If you have a shoulder injury, it is critical to heal it quickly and completely.

March 27, 2007

Nighttime Shoulder Pain

Nighttime shoulder pain is a frequent part of rotator cuff tendonitis. Nighttime shoulder pain occurs fairly early on in the process. The patient will frequently complain of disturbed sleep. Nighttime shoulder pain is interesting in that during the night the body typically restores itself and does its own healing; however, during the night with this rotator cuff problems, there is actually more damage being done to the superspinatus tendon.

Nighttime shoulder pain occurs because during the day the arm acts as a traction upon the shoulder that opens up space and allows blood to flow freely to the tendons. At night, the body is horizontal and so gravity is lost as a traction force. Nighttime shoulder pain is caused by the top of the arm pinching the superspinatus tendon, and therefore, impairing blood flow and healing. This relative starvation of oxygen and blood to the superspinatus causes inflammation and this results in nighttime shoulder pain.

This is a problem for many reasons, primarily it sets up a rather vicious cycle as people tend to sleep horizontally. Typically if someone sleeps with their arm away from their head, that can make matters worse as the greater tuberosity of the upper part of the humerous will further impinge the superspinatus against the coracoacromial ligament.

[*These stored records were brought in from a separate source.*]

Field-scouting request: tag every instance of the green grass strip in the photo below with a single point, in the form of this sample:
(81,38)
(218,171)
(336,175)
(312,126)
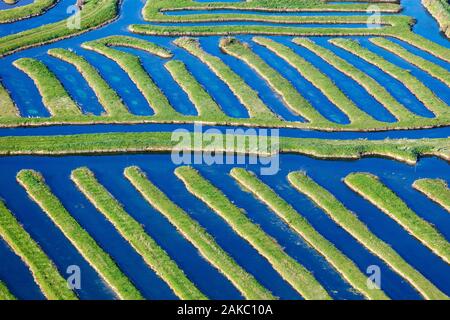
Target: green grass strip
(291,97)
(131,64)
(433,69)
(422,92)
(37,189)
(107,97)
(249,287)
(7,106)
(135,234)
(371,85)
(435,189)
(350,222)
(246,95)
(5,294)
(344,266)
(54,95)
(372,189)
(44,272)
(317,79)
(203,102)
(289,269)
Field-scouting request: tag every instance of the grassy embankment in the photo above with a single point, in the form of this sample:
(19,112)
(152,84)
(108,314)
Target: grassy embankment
(433,69)
(54,95)
(131,64)
(5,294)
(319,80)
(422,92)
(44,272)
(35,8)
(118,143)
(344,266)
(373,190)
(371,85)
(289,269)
(203,102)
(440,10)
(291,97)
(134,233)
(350,222)
(95,13)
(34,184)
(198,236)
(246,95)
(435,189)
(107,97)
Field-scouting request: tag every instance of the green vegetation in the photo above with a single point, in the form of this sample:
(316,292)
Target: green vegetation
(198,236)
(373,190)
(44,272)
(294,273)
(54,95)
(201,99)
(246,95)
(350,222)
(372,86)
(107,97)
(435,189)
(433,69)
(291,97)
(135,234)
(34,184)
(348,270)
(422,92)
(131,64)
(5,294)
(319,80)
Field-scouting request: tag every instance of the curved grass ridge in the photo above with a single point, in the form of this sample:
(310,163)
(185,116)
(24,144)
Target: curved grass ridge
(54,95)
(358,230)
(249,287)
(291,97)
(131,64)
(423,93)
(433,69)
(289,269)
(435,189)
(343,265)
(135,234)
(398,110)
(107,97)
(246,95)
(319,80)
(372,189)
(5,294)
(34,184)
(203,102)
(44,272)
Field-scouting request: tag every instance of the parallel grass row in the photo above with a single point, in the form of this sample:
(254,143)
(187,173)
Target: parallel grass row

Again, the nighttime shoulder pain is quite common with rotator cuff tendonitis and if this symptom is present, certainly the patient needs a medical assessment of the shoulder pain.

January 29, 2007

Shoulder Pain Affects Millions

What Are the Most Common Shoulder Pain Problems?

The most movable joint in the body, the shoulder is also one of the most potentially unstable joints. As a result, it is the site of many common problems resulting in shoulder pain. They include sprains, strains, dislocations, separations, tendinitis, bursitis, torn rotator cuffs, frozen shoulder, fractures, and arthritis. All of these conditions can result in painful shoulder issues which limit your ability to function and enjoy life.

How Common Are Shoulder Problems Resulting in Pain?

According to the Centers for Disease Control and Prevention, about 13.7 million people in the United States sought medical care in 2003 for shoulder problems.  Shoulder pain is one of the most common problems affecting people of all ages.